エンドウの恰幅の良い身体を見ると、来年八十歳を迎える老人とは思えなかった。彼の経営する会社が中国の企業と合同で、上海の郊外に別荘街を建設していたのだ。今回はその物件を日本人にも販売することになり、販促用のホームページとパンフレットの制作を依頼されて、現地で取材をするために声を掛けられたのだった。

私の肩書は一応、代表取締役となっていたけれど、実際には小さなデザイン事務所の個人経営者だ。三十歳で起業してから、今年で二期目となる。エンドウには二十代の時に勤めていた会社で、何度か仕事を依頼されたことがあり、その縁で独立した今も仕事を依頼され続けていた。

エンドウの前にはコーヒー、カミムラの前には半分ビールが残されたジョッキがある。
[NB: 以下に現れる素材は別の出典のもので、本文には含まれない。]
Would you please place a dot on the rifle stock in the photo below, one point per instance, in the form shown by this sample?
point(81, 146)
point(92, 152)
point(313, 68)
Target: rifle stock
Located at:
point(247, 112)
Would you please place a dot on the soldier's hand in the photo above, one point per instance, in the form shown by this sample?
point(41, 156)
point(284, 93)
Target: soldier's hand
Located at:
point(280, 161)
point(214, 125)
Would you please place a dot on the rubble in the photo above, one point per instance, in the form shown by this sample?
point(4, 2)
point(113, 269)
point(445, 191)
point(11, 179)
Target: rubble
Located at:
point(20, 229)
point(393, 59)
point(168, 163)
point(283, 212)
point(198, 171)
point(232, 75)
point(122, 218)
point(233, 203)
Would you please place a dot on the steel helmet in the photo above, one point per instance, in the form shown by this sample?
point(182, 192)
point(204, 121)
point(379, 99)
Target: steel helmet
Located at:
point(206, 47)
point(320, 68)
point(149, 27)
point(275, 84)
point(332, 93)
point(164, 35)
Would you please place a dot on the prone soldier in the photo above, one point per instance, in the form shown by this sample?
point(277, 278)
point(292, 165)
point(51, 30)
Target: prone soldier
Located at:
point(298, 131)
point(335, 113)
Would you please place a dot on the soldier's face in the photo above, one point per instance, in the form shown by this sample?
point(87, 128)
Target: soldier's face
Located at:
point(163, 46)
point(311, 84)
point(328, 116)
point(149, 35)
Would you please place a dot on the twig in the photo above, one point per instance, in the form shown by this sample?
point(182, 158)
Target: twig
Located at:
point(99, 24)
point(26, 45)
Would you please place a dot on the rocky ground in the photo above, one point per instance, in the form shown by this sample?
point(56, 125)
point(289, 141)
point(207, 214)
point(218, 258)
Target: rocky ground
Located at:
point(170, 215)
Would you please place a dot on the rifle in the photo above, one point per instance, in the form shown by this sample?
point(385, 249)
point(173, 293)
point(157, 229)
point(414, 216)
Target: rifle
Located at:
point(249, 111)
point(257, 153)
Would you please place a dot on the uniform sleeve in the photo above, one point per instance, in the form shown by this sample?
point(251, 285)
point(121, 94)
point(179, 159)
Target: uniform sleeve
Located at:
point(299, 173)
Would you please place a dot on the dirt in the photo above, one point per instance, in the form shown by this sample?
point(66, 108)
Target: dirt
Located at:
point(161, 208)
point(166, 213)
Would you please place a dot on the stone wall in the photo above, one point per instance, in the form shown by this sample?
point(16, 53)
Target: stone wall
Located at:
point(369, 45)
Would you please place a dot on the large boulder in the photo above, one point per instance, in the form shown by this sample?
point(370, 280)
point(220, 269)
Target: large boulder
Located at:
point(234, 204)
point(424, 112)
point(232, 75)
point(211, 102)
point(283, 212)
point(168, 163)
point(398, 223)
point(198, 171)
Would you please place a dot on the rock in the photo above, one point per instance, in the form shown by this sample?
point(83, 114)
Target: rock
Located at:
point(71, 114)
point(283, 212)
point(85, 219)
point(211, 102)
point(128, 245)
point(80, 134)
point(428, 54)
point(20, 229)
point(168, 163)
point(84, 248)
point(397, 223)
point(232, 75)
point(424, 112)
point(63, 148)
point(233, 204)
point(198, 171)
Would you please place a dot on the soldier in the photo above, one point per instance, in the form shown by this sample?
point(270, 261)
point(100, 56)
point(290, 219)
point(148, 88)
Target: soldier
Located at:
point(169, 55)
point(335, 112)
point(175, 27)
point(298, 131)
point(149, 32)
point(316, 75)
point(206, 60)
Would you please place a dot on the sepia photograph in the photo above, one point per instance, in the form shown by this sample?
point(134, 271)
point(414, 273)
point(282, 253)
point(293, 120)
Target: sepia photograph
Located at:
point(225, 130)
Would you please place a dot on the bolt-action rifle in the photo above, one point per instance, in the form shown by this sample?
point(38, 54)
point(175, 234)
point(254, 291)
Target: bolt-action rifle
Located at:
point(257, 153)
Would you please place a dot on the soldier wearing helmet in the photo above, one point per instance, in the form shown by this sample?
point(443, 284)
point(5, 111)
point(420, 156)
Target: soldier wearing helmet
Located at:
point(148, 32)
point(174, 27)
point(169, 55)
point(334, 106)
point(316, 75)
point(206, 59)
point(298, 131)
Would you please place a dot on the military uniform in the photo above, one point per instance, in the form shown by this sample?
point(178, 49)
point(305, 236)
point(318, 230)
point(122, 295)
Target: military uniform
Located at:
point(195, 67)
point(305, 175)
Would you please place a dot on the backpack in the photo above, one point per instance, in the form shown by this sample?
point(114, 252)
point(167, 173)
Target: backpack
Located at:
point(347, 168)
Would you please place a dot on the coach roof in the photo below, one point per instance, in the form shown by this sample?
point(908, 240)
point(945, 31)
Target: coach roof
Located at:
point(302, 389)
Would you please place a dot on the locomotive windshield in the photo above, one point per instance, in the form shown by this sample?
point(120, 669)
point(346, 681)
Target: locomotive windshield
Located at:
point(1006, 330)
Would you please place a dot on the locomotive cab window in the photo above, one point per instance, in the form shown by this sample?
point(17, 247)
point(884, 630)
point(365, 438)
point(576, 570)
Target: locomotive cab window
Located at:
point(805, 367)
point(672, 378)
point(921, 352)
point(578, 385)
「モモカちゃんは、お酒、結構飲めるんだよな」とエンドウは言って、生ビールを注文した。ありがとうございます、と礼をしたけれど、これは不味いと思った。全身の毛穴から静かに汗が滲み出てくる。恐らく頭頂部の辺りは温められた空気が蒸発を始めて、蜃気楼の如く空間を歪めていたに違いない。私は二十代最後の歳に脂肪肝を患っており、エンドウを始めとするクライアント達に付き合い、浴びるほどにアルコールを摂取していた頃のようにはいかない身体になっていたのだ。席に座ると、ウェイトレスが水を運んできた。グラスの中には、自動製氷機で作られた角氷がいくつか、穴の開いた面を上にして浮かんでいる。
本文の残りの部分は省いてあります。